« En cinéma, je crois en la sincérité du propos »
Au festival de Karlovy Vary, début juillet, un film tunisien, Weldi, était présenté dans la section Horizons. Deuxième long-métrage de Mohamed ben Attia, Weldi revenait juste de Cannes où il a été particulièrement remarqué à la Quinzaine des réalisateurs. Dans ce dernier entretien réalisé à Karlovy Vary, Radio Prague a d’abord demandé à Mohamed Ben Attia ses impressions après ce récent séjour cannois :
Vous avez eu un prix d’ailleurs, pour Hedi, celui du premier film…
« Oui, effectivement. Peut-être que c’était l’inconscience, le fait de ne pas du tout s’attendre à ça et que tout s’est accéléré très vite… Pour le deuxième, il n’y a heureusement pas eu de pression pour l’écriture, mais dès que le scénario a été terminé on a commencé à avoir très rapidement une pression de la part de nos partenaires. Comme nous avons eu un budget un peu plus conséquent que pour le premier film, la contrepartie était cette pression. On a été à Cannes mais on en a très peu profité, en tout cas pour ma part, même si j’ai quand même vu beaucoup de films. C’était intense, plus stressant qu’à Berlin. »
J’imagine qu’à Karlovy Vary l’ambiance est plus tranquille et que vous pouvez profiter un peu plus du festival…
« Oui, là c’est autre chose. C’est beaucoup plus paisible, j’en profite pour voir des films. C’est très beau et c’est petit donc on n’a pas à marcher des kilomètres ou à prendre les transports en commun. Tout va bien. »

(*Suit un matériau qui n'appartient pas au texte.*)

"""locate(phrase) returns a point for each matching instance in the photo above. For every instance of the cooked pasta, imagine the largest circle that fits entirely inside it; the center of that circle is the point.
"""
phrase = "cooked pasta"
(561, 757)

Vous avez déjà eu des premiers échos de la part de festivaliers sur votre film Weldi ?
« Oui, parce qu’hier on a fait la première projection suivie d’un débat. Tout s’est bien passé, les gens ont adoré. C’est un film un peu plus complexe à débattre que Hedi parce que, sous la première couche de Daesh, d’autres choses se cachent dont il est un peu plus difficile de parler puisqu’elles relèvent du ressenti, en tous cas je l’espère. C’était intéressant parce que, plus qu’ailleurs et plus qu’en France, les gens s’attardent à poser des questions sur Daesh et sur l’islamisme plutôt que sur ce que le film pourrait traiter de plus complexe. Je l’ai forcément bien accepté parce que c’est un phénomène qui apparaît plus lointain ici qu’en France ou en Belgique, où on en parle très fréquemment et où les gens commencent à avoir fait le tour de la question. On m’a demandé par exemple si le cadre familial était réaliste, si je n’avais pas essayé d’édulcorer l’histoire, mais aussi s’il existe réellement des familles où un enfant peut partir ainsi sans raison… En France, les gens ne posent pas ce genre de questions parce qu’ils savent que malheureusement, ce peut être le cas et qu’il n’y a pas un seul profil dans les personnes qui partent pour le djihad. Tout cela m’intéresse beaucoup parce que je suis confronté à une réalité que je n’avais jamais vue grâce à des personnes qui ont une autre culture et une autre ouverture sur le monde. »
Il faut peut-être rappeler en quelques mots l’histoire de Weldi, dont le titre français est Mon cher enfant. « Weldi » veut dire « mon fils » c’est bien cela ?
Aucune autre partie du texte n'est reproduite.